Yapı stoku değerlendirme çalışmaları kapsamında çekilen bazı binaların dış cephe ve bodrum katlarından fotoğraflar gösteren Gürgen, riskli tespit edilen 80 bin betonarme binadan yüzde 67'sinde kullanılan demirlerin niteliğini kaybettiğini ifade etti.
Gürgen, sunumuna şöyle devam etti:
"Bizim 6,7 milyon bağımsız birimi 20 yıl içinde dönüştürmek gibi bir hedefimiz var. 100 bini İstanbul'da olmak üzere yerel yönetim ve vatandaşlarla iş birliği halinde 300 bin bağımsız bölümü dönüştürmek gibi bir iddiamız da var. Biz bunları gerçekleştirirken yerel yönetimlerle iş birliği içinde olmaya çalışıyoruz. Önceliklendirmeyi doğru yapabilmek açısından Kentsel Dönüşüm Strateji Belgesini 2019'da tamamladık. Belediyelerden kendi alanları içinde strateji belgelerini talep ettik. Üzülerek söylüyorum, bununla ilgili tatmin edici cevap yok denecek kadar az geldi."
Kentsel dönüşüm çalışmalarına ilişkin önerilerde bulunan Gürgen, "Kanunlar açısından belirli bir noktaya geldiğimizi düşünüyorum ama kanunların uygulanması açısından tam bir noktaya geldiğimizi iddia edemem. Kanunların tam ve tavizsiz şekilde uygulanması durumunda çok yol kat edeceğimizi düşünüyoruz. Komisyon yerel yönetimleri de dinleyecektir. Ben istirham ediyorum, 6306 sayılı Kanun'da belediyelerin yıllık yatırım bütçelerinin yüzde 5'ini dönüşüm işine yatırmaları gerektiği net olarak var. Ama Çevre ve Şehircilik Bakanlığı olarak bunu denetleme yetkimiz yok, onun için ben denetleyemiyorum. Ama şunu biliyorum, Türkiye'deki belediyeler arasında buna kaynak ayıran bir elin parmak sayısını geçmiyor.

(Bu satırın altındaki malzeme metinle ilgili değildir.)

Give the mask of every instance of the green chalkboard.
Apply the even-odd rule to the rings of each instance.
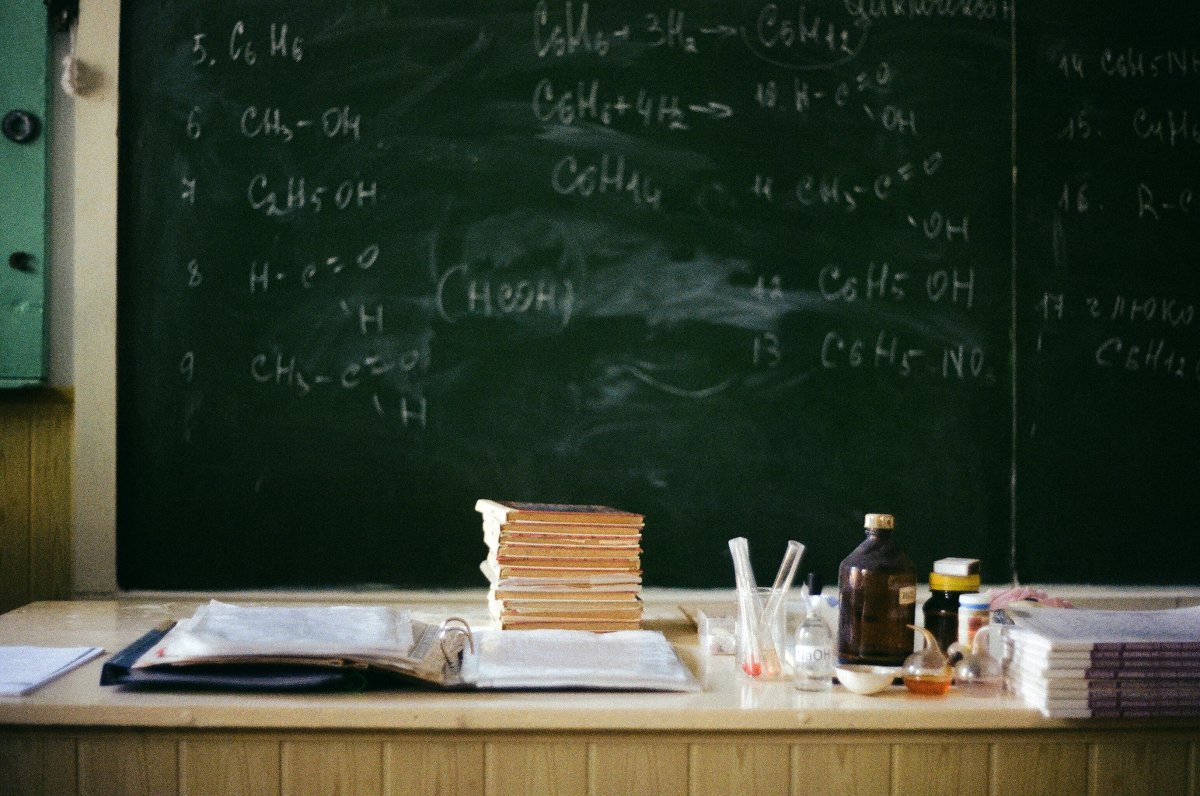
[[[644,582],[1013,546],[1010,4],[127,0],[125,588]]]
[[[1016,30],[1018,571],[1195,583],[1200,6]]]

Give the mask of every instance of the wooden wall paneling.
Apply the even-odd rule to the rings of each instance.
[[[798,796],[886,796],[892,748],[886,743],[805,743],[792,747],[792,792]]]
[[[71,598],[71,409],[48,401],[30,421],[31,600]]]
[[[175,740],[156,732],[104,732],[79,738],[79,792],[162,796],[178,792]],[[229,791],[232,792],[232,791]]]
[[[1090,792],[1099,796],[1172,796],[1192,789],[1192,744],[1134,743],[1133,738],[1091,746]]]
[[[752,736],[750,736],[752,737]],[[787,794],[791,790],[791,747],[775,740],[695,743],[689,750],[688,786],[703,794]]]
[[[384,792],[382,741],[284,741],[282,766],[284,796]]]
[[[0,396],[0,612],[29,602],[29,418]]]
[[[484,747],[484,771],[490,796],[583,796],[588,786],[588,750],[577,741],[491,741]]]
[[[65,735],[6,729],[0,732],[0,791],[23,796],[73,796],[76,741]]]
[[[593,743],[588,754],[588,792],[686,796],[688,744],[636,736]]]
[[[479,796],[484,792],[484,743],[432,736],[389,741],[383,749],[389,796]]]
[[[1086,743],[996,743],[992,747],[991,792],[1087,792]]]
[[[181,796],[278,796],[280,741],[230,734],[179,742]]]
[[[896,794],[988,794],[989,746],[961,737],[922,738],[893,747],[892,782]]]

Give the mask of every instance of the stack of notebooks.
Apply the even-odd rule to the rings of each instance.
[[[481,499],[492,617],[503,629],[642,624],[644,517],[605,505]]]
[[[1012,605],[1008,684],[1061,718],[1200,716],[1200,606],[1088,611]]]

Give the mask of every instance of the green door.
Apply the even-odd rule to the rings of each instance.
[[[46,377],[47,17],[0,0],[0,387]]]

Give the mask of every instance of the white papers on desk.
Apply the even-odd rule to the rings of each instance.
[[[479,632],[463,680],[481,689],[701,690],[656,630]]]
[[[1096,611],[1014,603],[1004,611],[1018,627],[1037,634],[1043,646],[1056,652],[1090,652],[1097,645],[1100,648],[1200,647],[1200,605],[1157,611]]]
[[[0,696],[23,696],[82,666],[100,647],[0,646]]]
[[[388,605],[244,606],[210,600],[134,668],[220,658],[362,658],[407,654],[409,611]]]

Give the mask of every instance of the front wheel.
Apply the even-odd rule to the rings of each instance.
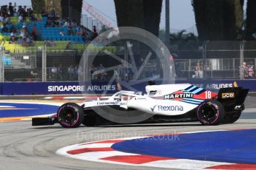
[[[59,108],[57,119],[61,126],[65,128],[76,128],[80,126],[84,119],[82,107],[73,103],[67,103]]]
[[[206,100],[197,109],[197,117],[203,125],[218,125],[225,116],[223,106],[215,100]]]

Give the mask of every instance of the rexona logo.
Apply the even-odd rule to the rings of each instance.
[[[234,92],[226,92],[221,94],[222,98],[234,98]]]
[[[161,106],[161,105],[155,105],[154,107],[150,108],[151,111],[154,112],[155,109],[158,111],[165,111],[165,112],[171,112],[171,111],[183,111],[183,106]]]
[[[180,93],[180,94],[170,94],[164,96],[164,99],[173,99],[173,98],[192,98],[192,93]]]

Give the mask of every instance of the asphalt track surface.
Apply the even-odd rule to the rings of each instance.
[[[33,127],[30,121],[1,122],[0,169],[158,169],[70,159],[56,154],[56,151],[62,147],[79,143],[143,135],[255,129],[255,97],[249,96],[246,101],[247,109],[237,122],[217,126],[204,126],[193,122],[100,127],[81,126],[68,129],[58,124]]]

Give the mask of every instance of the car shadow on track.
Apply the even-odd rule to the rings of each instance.
[[[194,124],[194,123],[186,123],[186,124],[122,124],[122,125],[102,125],[102,126],[81,126],[78,128],[109,128],[109,127],[171,127],[171,126],[202,126],[201,124]],[[66,129],[62,126],[40,126],[40,127],[33,127],[32,129]]]

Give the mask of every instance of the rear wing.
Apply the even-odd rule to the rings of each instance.
[[[220,89],[217,95],[217,101],[227,109],[236,106],[243,106],[248,92],[248,89],[243,89],[240,86]]]

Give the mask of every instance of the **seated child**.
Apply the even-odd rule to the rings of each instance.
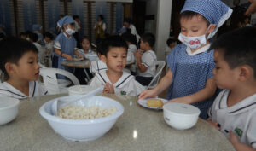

Birçok harç ve muafiyet ne yazık ki uygulanmadı. Ön taraftan uygulanırken arka kapılardan farklı şekilde geri dönüşleri oldu." ifadelerini kullandı.
Mülkiyeti çözülemeyen yerlerde kentsel dönüşüm yapılamadığına dikkati çeken Gürgen, "Burada alınacak bir karar olması gerekiyor. Belki kanuni düzenlemenin içinde daha sonra önereceğimiz, buralarda uygulamaların resen yapılması şeklinde olacak." dedi.
Finansal ihtiyaç olduğunu belirten Gürgen, hak sahiplerine ve belediyelere uzun vadeli kredi verilmesi gerektiğini söyledi.
"Konut stoğunun acilen yenilenmesi önem arz ediyor"
TOKİ Başkanı Bulut, yaptığı sunumda, son 17 yılda yaklaşık 4 milyon vatandaşın yaşadığı 1 milyon sosyal konut üretildiğini söyledi.
Sosyal konut yapımıyla birlikte kentsel dönüşüme devam ettiklerini belirten Bulut, "Şehirlerimizdeki konut stoğunun hem kamu hem de özel sektör eliyle acilen yenilenmesi önem arz etmektedir." dedi.
Bulut, yıl sonu itibarıyla 2020'de üretilen konut sayısının 100 bine ulaşacağını belirterek, bugüne kadar 18 bin 204 sosyal donatının üretildiğini bildirdi.
Kentsel dönüşüm uygulamaları kapsamında, 61 il, 146 ilçede 245 bin konutun projelendirildiğini aktaran Bulut, bunlardan 100 bininin teslim edildiğini, 57 bininin üretiminin devam ettiğini, 88 bininin ise proje aşamasında olduğunu söyledi.
Bulut, fotoğraflar üzerinden bazı illerde yürütülen kentsel dönüşüm projeleri ile deprem konutlarını anlattı.
Yer bilimsel etüt çalışmaları
Mekansal Planlama Genel Müdürü Yavuz Erdal Kayapınar, afet yönetimi aşamalarından risk ve zarar azaltma yani afetler öncesinde gerekli tedbirleri almaya yönelik çalışmalar yürüttüklerini söyledi.
Yer bilimsel etüt çalışmalarından örnekler gösteren Kayapınar, bu çalışmalarla illerde riskli alan, fay hattı ve yapılaşma yapılabilecek alanların belirlendiğini kaydetti.
Tapu ve Kadastro Genel Müdür Vekili Adlı, depremle ilgili doğrudan görevleri olmadığını belirterek bu alanda çalışma yürüten kurumlara özellikle mülkiyet konusunda destek verdiklerini dile getirdi.
Adlı, deprem sonrası zararların en aza indirilmesine katkı sağlaması amacıyla yürüttükleri projeleri anlattı.